In a living body, perfusion refers to the flow of blood through the vessels of the body. It ensures the blood flows through the circulatory system or lymphatic system to an organ or tissue.⁴⁷ Adequate perfusion of the microvasculature has important physiological significance.⁴⁸ It ensures the transport of dissolved gases, nutrients and regulatory molecules throughout the human microvasculature as well as the prompt removal of metabolic waste products.⁴⁹ Perfusion of 3D cultured microvascular networks is almost exclusively reserved for microfluidic techniques.⁵⁰ In this research, apart from replicating vessel-like structure, the perfusion capability has been measured for the microvascular networks in microfluidic device. Fluorescent microparticles (FM) were initially loaded into any two reservoirs connected to the same media channel. The liquid pressure enabled the FM to permeate into the microvascular network (Fig. 5A). As shown in Fig. 5A, it is schematic diagram to show how the loading microparticles move in microvascular networks and migrate through vessels following with fluid flow. Fig. 5A illustrates the running track of microparticles in microvessels. With the aid of fluid flow, the microfluidic device provides the dynamic power that enables the FM to go through the artificial human vessels. FMs perfused in the microvascular network from the upstream direction (Fig. 5B and C). FMs were discharged downstream along with fluid flow (Fig. 5D and E). Panorama images further confirmed that FMs were moving through the microvascular networks (Fig. 5F and G). By tracking FM movement, the microvascular network exhibited great perfusion ability. Perfusion is one of the crucial aspects in vasculature, as it provides shear stress, which affects cellular morphology and gene expression.⁵¹ Benefits associated with perfusion flow include a stable nutrient supply, waste metabolites removal and control of oxygen tension. In this research, the constant perfusion of media throughout the thick hydrogel significantly improved the viability of HUVECs forming capillary-like microvascular networks.
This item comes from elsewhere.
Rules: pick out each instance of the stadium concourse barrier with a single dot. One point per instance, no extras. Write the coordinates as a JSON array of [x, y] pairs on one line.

Fig. 5 Perfusion measurement of a 3D-cultured human microvascular network. (A) Schematic diagram of loading microparticles in microvascular networks. (B–C) Confocal images of fluorescent microparticles perfused in the microvascular network from the upstream direction. (D–E) Confocal images of fluorescent microparticles discharged downstream. (F–G) Confocal microscope image of fluorescent microparticles moving through the microvascular networks.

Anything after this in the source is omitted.